LUCENE-9594 Add linear function for FeatureField

This adds a linear function and newLinearQuery for FeatureField
2020-11-10 17:08:08 -05:00 · 2020-11-10 17:08:08 -05:00 · 5897d14fe4
parent d65041359e
commit 5897d14fe4
2 changed files with 92 additions and 1 deletions
--- a/lucene/core/src/java/org/apache/lucene/document/FeatureField.java
+++ b/lucene/core/src/java/org/apache/lucene/document/FeatureField.java
@ -66,7 +66,7 @@ import org.apache.lucene.search.similarities.Similarity.SimScorer;
 * 2<sup>-8</sup> = 0.00390625.
 * <p>
 * Given a scoring factor {@code S > 0} and its weight {@code w > 0}, there
- * are three ways that S can be turned into a score:
+ * are four ways that S can be turned into a score:
 * <ul>
 *   <li>{@link #newLogQuery w * log(a + S)}, with a &ge; 1. This function
 *       usually makes sense because the distribution of scoring factors
@ -82,6 +82,12 @@ import org.apache.lucene.search.similarities.Similarity.SimScorer;
 *       than the two above but is also harder to tune due to the fact it has
 *       2 parameters. Like with {@code satu}, values are in the 0..1 range and
 *       0.5 is obtained when S and k are equal.

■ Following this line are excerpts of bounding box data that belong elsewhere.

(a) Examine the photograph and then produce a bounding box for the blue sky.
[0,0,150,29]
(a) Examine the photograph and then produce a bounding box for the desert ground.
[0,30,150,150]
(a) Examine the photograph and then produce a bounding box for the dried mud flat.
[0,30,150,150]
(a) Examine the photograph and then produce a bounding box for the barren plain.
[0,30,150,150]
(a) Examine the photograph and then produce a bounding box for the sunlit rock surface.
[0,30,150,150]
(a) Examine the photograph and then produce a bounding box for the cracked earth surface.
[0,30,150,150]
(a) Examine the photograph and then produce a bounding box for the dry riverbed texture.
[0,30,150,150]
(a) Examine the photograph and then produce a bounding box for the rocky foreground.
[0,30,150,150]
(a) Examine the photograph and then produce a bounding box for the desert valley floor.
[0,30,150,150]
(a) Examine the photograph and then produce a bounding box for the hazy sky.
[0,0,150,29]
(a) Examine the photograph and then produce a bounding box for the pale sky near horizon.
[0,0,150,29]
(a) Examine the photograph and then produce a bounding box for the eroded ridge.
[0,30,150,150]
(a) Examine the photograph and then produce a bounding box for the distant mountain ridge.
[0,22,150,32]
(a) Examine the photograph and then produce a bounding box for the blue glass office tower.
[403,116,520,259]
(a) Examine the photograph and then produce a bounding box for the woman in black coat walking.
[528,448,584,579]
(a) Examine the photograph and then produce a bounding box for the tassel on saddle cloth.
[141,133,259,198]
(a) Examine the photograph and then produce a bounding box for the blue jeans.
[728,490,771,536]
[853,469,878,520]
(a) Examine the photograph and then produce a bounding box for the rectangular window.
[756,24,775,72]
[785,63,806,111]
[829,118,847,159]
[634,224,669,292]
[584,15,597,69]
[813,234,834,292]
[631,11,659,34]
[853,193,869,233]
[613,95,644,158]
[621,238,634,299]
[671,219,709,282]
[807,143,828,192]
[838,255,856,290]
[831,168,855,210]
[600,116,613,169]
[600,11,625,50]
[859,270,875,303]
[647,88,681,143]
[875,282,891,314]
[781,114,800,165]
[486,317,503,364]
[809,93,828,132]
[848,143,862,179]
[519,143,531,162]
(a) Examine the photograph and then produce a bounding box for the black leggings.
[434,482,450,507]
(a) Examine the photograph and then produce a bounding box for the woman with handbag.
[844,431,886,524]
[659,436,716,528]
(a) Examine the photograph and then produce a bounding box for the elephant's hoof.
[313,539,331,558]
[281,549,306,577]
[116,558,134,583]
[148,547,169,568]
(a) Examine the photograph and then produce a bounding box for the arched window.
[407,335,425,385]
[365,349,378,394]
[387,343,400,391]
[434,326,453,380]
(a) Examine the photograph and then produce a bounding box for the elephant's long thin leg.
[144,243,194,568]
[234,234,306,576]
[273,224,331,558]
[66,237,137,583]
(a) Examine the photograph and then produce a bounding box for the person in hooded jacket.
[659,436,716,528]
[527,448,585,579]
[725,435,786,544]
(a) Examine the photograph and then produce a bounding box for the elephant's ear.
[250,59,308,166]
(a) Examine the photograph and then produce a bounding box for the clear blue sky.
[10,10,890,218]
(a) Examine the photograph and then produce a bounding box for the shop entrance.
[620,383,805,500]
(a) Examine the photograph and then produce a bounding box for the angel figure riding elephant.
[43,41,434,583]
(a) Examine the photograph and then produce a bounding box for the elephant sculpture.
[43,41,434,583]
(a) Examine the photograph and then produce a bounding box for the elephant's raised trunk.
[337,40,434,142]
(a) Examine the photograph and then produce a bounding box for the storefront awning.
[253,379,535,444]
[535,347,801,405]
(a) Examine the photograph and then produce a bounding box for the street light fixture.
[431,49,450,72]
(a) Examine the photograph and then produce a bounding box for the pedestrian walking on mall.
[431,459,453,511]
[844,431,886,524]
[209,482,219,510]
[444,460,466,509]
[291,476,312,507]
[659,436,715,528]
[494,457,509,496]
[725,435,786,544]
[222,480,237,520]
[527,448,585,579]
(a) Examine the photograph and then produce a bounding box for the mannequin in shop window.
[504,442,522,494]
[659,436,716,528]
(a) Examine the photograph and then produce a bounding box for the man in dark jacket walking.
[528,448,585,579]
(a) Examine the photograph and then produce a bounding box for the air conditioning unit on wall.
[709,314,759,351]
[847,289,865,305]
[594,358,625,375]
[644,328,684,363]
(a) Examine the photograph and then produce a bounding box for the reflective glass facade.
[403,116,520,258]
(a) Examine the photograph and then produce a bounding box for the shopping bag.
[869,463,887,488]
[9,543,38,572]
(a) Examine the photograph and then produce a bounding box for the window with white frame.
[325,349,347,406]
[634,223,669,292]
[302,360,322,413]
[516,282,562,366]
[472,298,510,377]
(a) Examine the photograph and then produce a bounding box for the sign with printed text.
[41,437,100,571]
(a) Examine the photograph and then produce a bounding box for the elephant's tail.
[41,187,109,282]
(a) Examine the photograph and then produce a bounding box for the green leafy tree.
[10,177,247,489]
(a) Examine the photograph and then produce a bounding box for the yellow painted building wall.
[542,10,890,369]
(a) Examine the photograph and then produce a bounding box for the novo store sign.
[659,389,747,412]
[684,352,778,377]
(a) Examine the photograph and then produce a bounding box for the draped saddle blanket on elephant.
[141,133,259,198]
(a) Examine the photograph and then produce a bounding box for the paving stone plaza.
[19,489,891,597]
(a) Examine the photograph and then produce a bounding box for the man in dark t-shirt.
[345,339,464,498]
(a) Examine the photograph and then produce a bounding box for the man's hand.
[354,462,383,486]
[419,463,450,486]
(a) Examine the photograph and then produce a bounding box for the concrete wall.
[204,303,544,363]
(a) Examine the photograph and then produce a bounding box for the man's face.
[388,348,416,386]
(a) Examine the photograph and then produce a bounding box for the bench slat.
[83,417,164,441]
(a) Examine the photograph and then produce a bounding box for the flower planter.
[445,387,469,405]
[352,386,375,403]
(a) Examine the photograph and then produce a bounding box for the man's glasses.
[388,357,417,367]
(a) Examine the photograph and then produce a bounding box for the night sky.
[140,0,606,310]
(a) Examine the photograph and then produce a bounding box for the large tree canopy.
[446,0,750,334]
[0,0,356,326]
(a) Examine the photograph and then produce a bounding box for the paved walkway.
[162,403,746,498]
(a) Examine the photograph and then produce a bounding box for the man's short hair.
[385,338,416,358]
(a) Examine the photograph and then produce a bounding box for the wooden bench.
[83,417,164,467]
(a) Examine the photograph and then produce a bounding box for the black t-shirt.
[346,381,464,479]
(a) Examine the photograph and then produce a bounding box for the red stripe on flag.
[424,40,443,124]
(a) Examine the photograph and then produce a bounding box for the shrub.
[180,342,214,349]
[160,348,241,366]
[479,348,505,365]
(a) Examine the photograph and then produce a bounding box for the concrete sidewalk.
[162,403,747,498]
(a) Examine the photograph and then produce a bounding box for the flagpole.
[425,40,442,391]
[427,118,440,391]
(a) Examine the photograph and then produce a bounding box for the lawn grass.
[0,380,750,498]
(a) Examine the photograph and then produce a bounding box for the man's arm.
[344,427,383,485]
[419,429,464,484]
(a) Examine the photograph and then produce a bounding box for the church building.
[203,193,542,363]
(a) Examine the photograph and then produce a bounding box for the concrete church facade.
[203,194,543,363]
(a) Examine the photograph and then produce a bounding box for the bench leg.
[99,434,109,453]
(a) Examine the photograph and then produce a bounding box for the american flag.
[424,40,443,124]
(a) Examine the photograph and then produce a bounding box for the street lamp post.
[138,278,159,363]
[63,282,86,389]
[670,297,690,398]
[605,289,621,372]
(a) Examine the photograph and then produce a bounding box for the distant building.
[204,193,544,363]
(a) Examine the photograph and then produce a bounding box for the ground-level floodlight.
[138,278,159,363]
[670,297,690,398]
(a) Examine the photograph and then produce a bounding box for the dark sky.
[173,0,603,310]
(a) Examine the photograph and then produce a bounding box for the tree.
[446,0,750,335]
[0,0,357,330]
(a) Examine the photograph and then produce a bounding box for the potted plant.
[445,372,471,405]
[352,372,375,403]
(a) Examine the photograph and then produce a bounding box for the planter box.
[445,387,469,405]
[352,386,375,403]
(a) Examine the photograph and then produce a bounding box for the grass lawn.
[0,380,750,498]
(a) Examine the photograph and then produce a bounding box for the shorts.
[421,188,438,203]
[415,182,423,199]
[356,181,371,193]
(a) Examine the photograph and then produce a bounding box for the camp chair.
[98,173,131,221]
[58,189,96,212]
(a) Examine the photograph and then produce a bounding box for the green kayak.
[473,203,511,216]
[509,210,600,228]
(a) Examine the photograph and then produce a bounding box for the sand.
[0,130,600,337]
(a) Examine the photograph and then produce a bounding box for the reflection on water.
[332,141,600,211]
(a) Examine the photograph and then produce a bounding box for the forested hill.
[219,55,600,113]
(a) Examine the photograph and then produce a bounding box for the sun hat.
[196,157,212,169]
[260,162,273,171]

 *   <li>{@link #newLinearQuery w * S}. Expert: This function doesn't apply
 *       any transformation to an indexed feature value, and the indexed value itself,
 *       multiplied by weight, determines the score. Thus, there is an expectation
 *       that a feature value is encoded in the index in a way that makes
 *       sense for scoring.
 *
 * </ul>
 * <p>
 * The constants in the above formulas typically need training in order to
@ -217,6 +223,46 @@ public final class FeatureField extends Field {
    FeatureFunction rewrite(IndexReader reader) throws IOException { return this; }
  }
  static final class LinearFunction extends FeatureFunction {
    @Override
    SimScorer scorer(float w) {
      return new SimScorer() {
        @Override
        public float score(float freq, long norm) {
          return (w * decodeFeatureValue(freq));
        }
      };
    }
    @Override
    Explanation explain(String field, String feature, float w, int freq) {
      float featureValue = decodeFeatureValue(freq);
      float score = scorer(w).score(freq, 1L);
      return Explanation.match(score,
          "Linear function on the " + field + " field for the " + feature + " feature, computed as w * S from:",
          Explanation.match(w, "w, weight of this function"),
          Explanation.match(featureValue, "S, feature value"));
    }
    @Override
    public String toString() {
      return "LinearFunction";
    }
    @Override
    public int hashCode() {
      return getClass().hashCode();
    }
    @Override
    public boolean equals(Object obj) {
      if (obj == null || getClass() != obj.getClass()) {
        return false;
      }
      return true;
    }
  };
  static final class LogFunction extends FeatureFunction {
    private final float scalingFactor;
@ -406,6 +452,26 @@ public final class FeatureField extends Field {
   */
  private static final float MAX_WEIGHT = Long.SIZE;
  /**
   * Return a new {@link Query} that will score documents as
   * {@code weight * S} where S is the value of the static feature.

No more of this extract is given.